Again, the number at position i is compared with the pivot element. Since 1 is smaller, i is set one field further to the right.

i and j now point to the same field. So the loops are canceled.

In the fields 0 to 3 the elements are now smaller than 5 and in the fields 4 to 6 larger. Now the element at position i (i.e. 7) is swapped with the pivot element.

The 5 is now at the final position and all elements to the left of it are smaller and all elements to the right of it are larger.

Next, Quicksort is called with the left subarray and when this call is processed Quicksort is called with the right subarray.

### Function call Quicksort(A, 0, 3):

Again the right element is selected as pivot element. i is set to the left element and j to the element left of the pivot element.

The 4 is larger than the pivot element and therefore i remains at the 4. Since all elements between j and i are larger than 1, j is moved 3 times 1 field further to the left until it is on the same field as i. After that, all loops are aborted.

Again, the pivot element is swapped with the element at location i.

The 1 is now at the final position, too. Next, Quicksort(A, 0, -1) and then Quicksort(A, 1, 3) are called.

### Function call Quicksort(A, 0, -1):

This call is aborted because the left index is not smaller than the right index.

### Result:

After the call of Quicksort(A, 0, -1) Quicksort(A, 1, 3) is called.
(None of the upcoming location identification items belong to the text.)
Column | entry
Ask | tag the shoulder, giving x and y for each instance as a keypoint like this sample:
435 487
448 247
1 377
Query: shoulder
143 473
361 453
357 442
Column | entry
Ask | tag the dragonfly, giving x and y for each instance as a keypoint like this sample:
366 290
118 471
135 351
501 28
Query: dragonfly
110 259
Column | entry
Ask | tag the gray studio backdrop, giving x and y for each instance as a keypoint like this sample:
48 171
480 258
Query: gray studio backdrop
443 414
When this call is processed, the call Quicksort(A, 5, 7) from the first call is processed. Since this is very redundant and would go completely beyond the scope, I will abbreviate this and show the result directly:

## Choice of the pivot element:

Until now, only the right element from the subarray was selected as the pivot element. In principle, however, any other element from the subarray could also be selected. For example, the element in the middle is also a popular choice. In this case, however, the pivot element should be swapped with the right element before i and j are initialized.
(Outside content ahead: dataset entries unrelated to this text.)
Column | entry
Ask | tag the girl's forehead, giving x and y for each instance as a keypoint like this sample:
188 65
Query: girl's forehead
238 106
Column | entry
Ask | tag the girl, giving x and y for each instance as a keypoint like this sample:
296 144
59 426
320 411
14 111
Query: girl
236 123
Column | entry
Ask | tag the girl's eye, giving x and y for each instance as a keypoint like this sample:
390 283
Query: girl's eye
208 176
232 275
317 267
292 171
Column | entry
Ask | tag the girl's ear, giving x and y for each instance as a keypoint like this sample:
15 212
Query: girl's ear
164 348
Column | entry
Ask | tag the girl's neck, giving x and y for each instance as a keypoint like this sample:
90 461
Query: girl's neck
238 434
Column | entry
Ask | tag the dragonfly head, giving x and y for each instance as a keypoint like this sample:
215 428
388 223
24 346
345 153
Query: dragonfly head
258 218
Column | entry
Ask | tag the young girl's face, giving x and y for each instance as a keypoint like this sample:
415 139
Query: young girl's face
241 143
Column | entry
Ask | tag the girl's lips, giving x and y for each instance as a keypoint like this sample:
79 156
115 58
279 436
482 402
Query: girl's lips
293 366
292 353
But why should you make this extra effort? The quicksort algorithm becomes particularly efficient if there are a similar number of elements on both sides of the pivot element after the reordering. If always the right element is chosen as pivot element and if the array to be sorted is already sorted, then after the re-sort all elements remain to the left of the pivot element. In this case, the runtime complexity is quadratic.

To prevent this, if the array is partially presorted, you should choose the middle element or a random element as the pivot element.